The following criteria will be applied for analysis:
- Studies that passed the methodological quality assessment using the NIH quality assessment tool will be crosschecked with the Cochrane Risk of Bias tool will be included. The results will be presented in tabular format, indicating all the extractable data items as listed under data collection.
- All studies with primary outcomes will be used for narrative synthesis.
- All studies with primary outcomes and secondary outcomes that pass heterogeneity tests will be used for quantitative synthesis.
- Further Analysis: Subgroup analysis will be performed using variables such as race, gender, socioenomic status, geographical location (country), level of education and occupation. Meta-regression will be performed on quantitative variables such as level of misinformation (%), level of safety concerns (%), level of influence by social media (%) and age.
- Where heterogeneity exists, sensitivity testing using include/exclude functions in the CMA software will be performed.
- The computational model for analysis is Random effect model since the several studies across the globe will be included.
Risk of bias
The risk of bias in the included studies will be assessed for the individual article using the National Institute of Health (NIH) Quality assessment tool for observational cohort and cross-sectional studies. The NIH Quality assessment tool has 14 questions, with scores about 8 indicating good quality study. This will be cross-checked with the Cochrane tool of risk of bias assessment for non-randomized study. Publication bias in the selection of studies will be visually assessed using the funnel plot (trim and fill method) and test for asymmetry. Other statistical tests such as Egger’s regression intercept, Begg and Mazumdar's rank correlation and Orwin’s fail-safe N will be used where appropriate. Studies with extreme bias will be subjected to sensitivity testing using the include/exclude function in the CMA Software.
Assessment of Meta-bias
Meta-bias will be assessed as follows:
- Method of testing/reporting of COVID 19 hesitancy at outcome level.
- Index of reporting outcomes in studies: Studies that were reported in different indices but similar in outcome and design will be converted to the primary effect size (prevalence) based on individual case evaluation.

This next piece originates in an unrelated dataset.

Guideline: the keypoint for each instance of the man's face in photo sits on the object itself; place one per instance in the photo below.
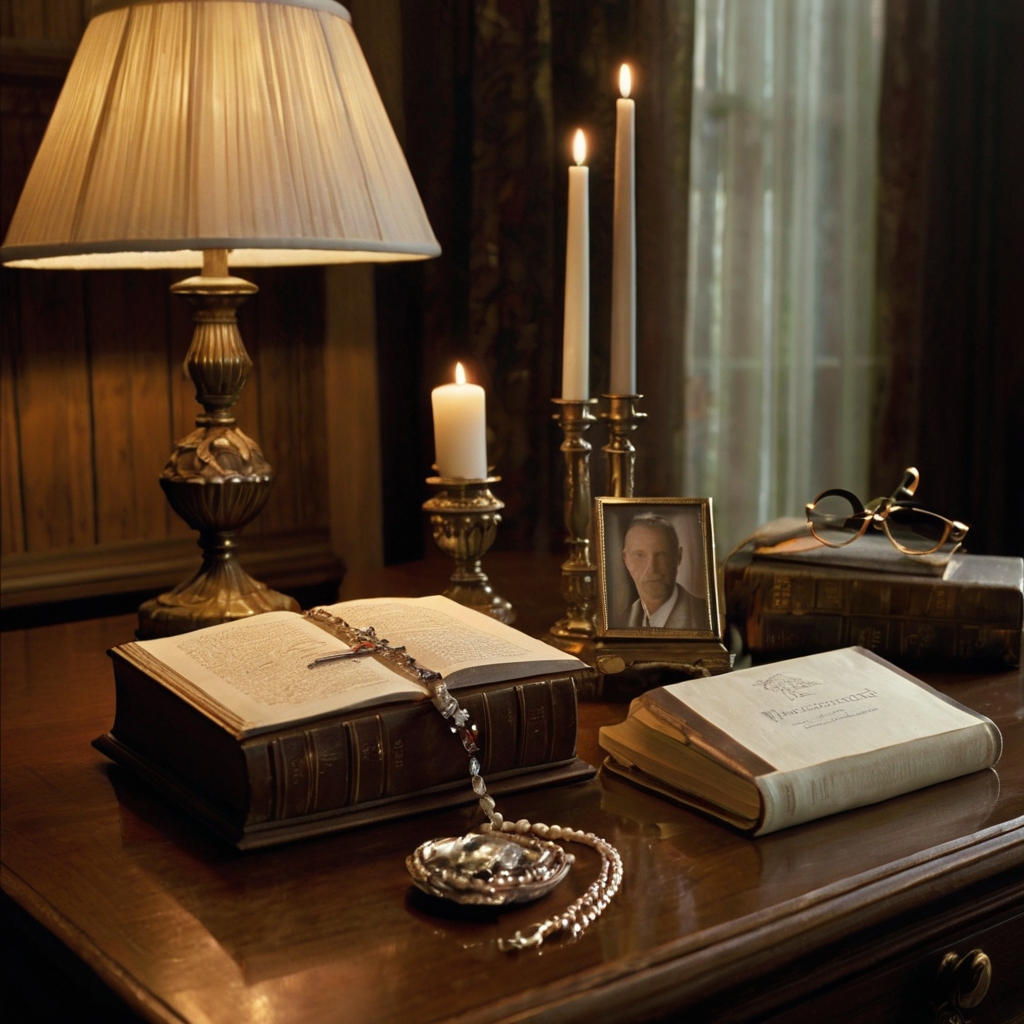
(652, 558)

- Heterogeneity will be assessed at the study level using the Q statistics, and its p-value, I², Ʈ² (Tau squared). As a rule of thumb, I² values of less than 40% will be considered low heterogeneity while values > 40 but < 75 % will be considered moderate and values > 75% are high.
Presentation and Reporting of Results
The study selection process will be summarised in a Prisma flow chart according to the PRISMA 2015 Statement and PRISMA-P Checklist. A table of the search strategy in various databases showing text words, MeSH terms, and entry terms will be included. A list of included studies with extracted data items will be summarized in a table. Quantitative data such as prevalence of COVID 19 hesitancy, 95 % CI, P values, and relative weights assigned to studies and heterogeneity tests will be included in the forest plots. A table of quality scores and risk of bias of each eligible study will be included. Forest and regression plots to show sub-group analysis and meta-regression respectively will be included.